University dissertation from Stockholm : Department of Oriental Languages, Stockholm University

Abstract: In the present study I examine the vertical bamboo flute shakuhachi, as an example of how a tradition can be constructed. There are two main issues: the historical authenticity of the believed origins and development of the shakuhachi tradition, and how the transmission of this tradition is conducted.The first main issue is concerned with how a legendary origin, probably constructed in the late seventeenth century, was disproved in early twentieth-century studies. According to this legendary origin, the shakuhachi was connected to Chan (Zen) Buddhism in ninth-century China. It was replaced by a nowadays commonly accepted theory of an indigenous origin, found in both Japanese and English language contemporary writings. I discuss the legend, constructed by the so-called komusō monks of the Edo period (1603–1867), and suggest an alternative explanation of how they became connected to other kinds of medieval monks, so-called boro and komosō. The primary sources relating to the boro and the komosō are discussed. My analyses indicate that the twentieth-century studies created a connection to the boro and komosō as assumed devout Buddhist monks, probably for socio-political reasons.The second main issue concerns how the tradition is transmitted, and the constitutive elements of this transmission.

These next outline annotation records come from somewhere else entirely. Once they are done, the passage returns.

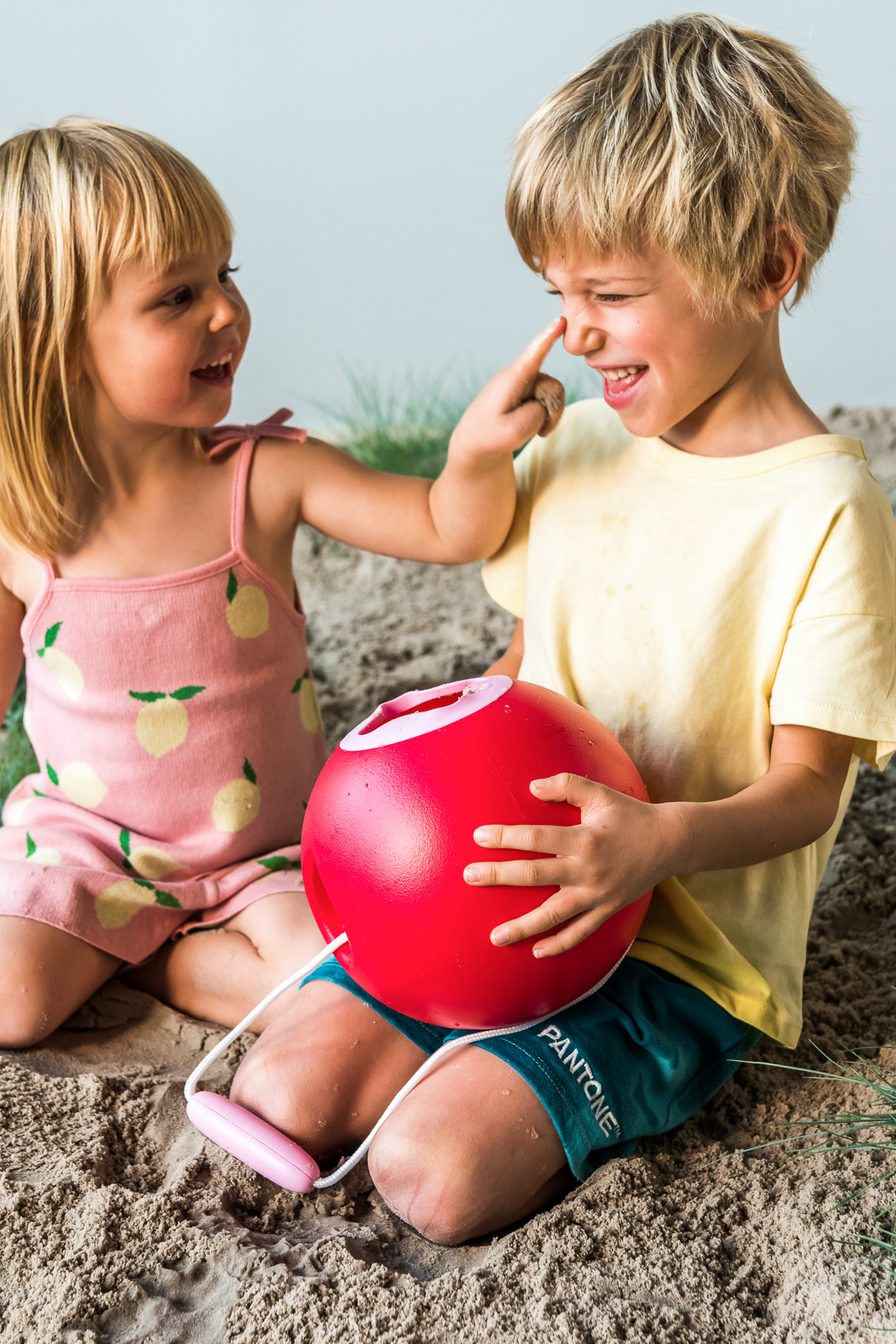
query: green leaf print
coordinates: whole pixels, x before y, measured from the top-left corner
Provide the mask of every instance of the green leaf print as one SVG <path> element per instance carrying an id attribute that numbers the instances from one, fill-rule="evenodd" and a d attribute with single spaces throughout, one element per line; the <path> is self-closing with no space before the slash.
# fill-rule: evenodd
<path id="1" fill-rule="evenodd" d="M 269 872 L 287 872 L 293 868 L 301 868 L 301 863 L 294 859 L 287 859 L 285 853 L 273 853 L 270 859 L 259 859 L 262 868 L 267 868 Z"/>
<path id="2" fill-rule="evenodd" d="M 156 905 L 172 906 L 175 910 L 183 909 L 177 896 L 172 896 L 171 891 L 160 891 L 159 887 L 156 887 Z"/>
<path id="3" fill-rule="evenodd" d="M 47 632 L 46 632 L 46 634 L 43 637 L 43 648 L 38 649 L 38 657 L 39 659 L 42 659 L 44 656 L 44 653 L 47 652 L 47 649 L 51 649 L 54 646 L 54 644 L 56 642 L 56 636 L 59 634 L 60 629 L 62 629 L 62 621 L 56 621 L 55 625 L 48 626 L 48 629 L 47 629 Z"/>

Some Japanese studies discuss the notion of kata – fixed forms implicitly containing essential elements of the ‘tradition’ – as a special feature of Japanese arts. I investigate how transmission is conducted, and argue against the notion that the elements transmitted from teacher to student contain the essence of the tradition. I assert that the concept of fixed forms as a defining characteristic of Japanese traditional arts, should be modified to a more modest ‘character of the music’ on the level of individual transmitters. I discuss the elements that are transmitted, and investigate what it is that constitutes the ‘traditional’ aspects, if any, of this transmission.